Addressing claim constructions across two patents that ultimately led to noninfringement findings by a district court, the US Court of Appeals for the Federal Circuit affirmed one construction because it was supported by the prosecution history but reversed another because it was unsupported by the specification. SSI Techs., LLC v. Dongguan Zhengyang Elec. Mech. Ltd., Case Nos. 21-2345, 22-1039 (Fed. Cir. Feb. 13, 2023) (Reyna, Bryson, Cunningham, JJ.)
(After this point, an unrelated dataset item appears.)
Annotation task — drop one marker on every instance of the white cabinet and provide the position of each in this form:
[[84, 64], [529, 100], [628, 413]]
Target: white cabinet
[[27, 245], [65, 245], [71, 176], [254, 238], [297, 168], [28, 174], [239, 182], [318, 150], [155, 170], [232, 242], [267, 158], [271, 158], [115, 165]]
SSI owns two patents directed to sensors for determining the characteristics of fluid in a container such as a fuel tank. One patent, referred to as the transducer patent, describes an exemplary sensor system containing a “level” transducer and a “quality” transducer. The two transducers use ultrasonic sound waves and time of flight to determine both a level of fluid in a given tank and a quality (i.e., concentration of diesel exhaust fluid). The other patent, referred to as the filter patent, describes a similar system but attempts to address the problem of erratic measurement results that may occur because of air bubbles embedded in the fluid. This patent claims a “filter” covering the sensing area that substantially prohibits gas bubbles from entering the sensing area.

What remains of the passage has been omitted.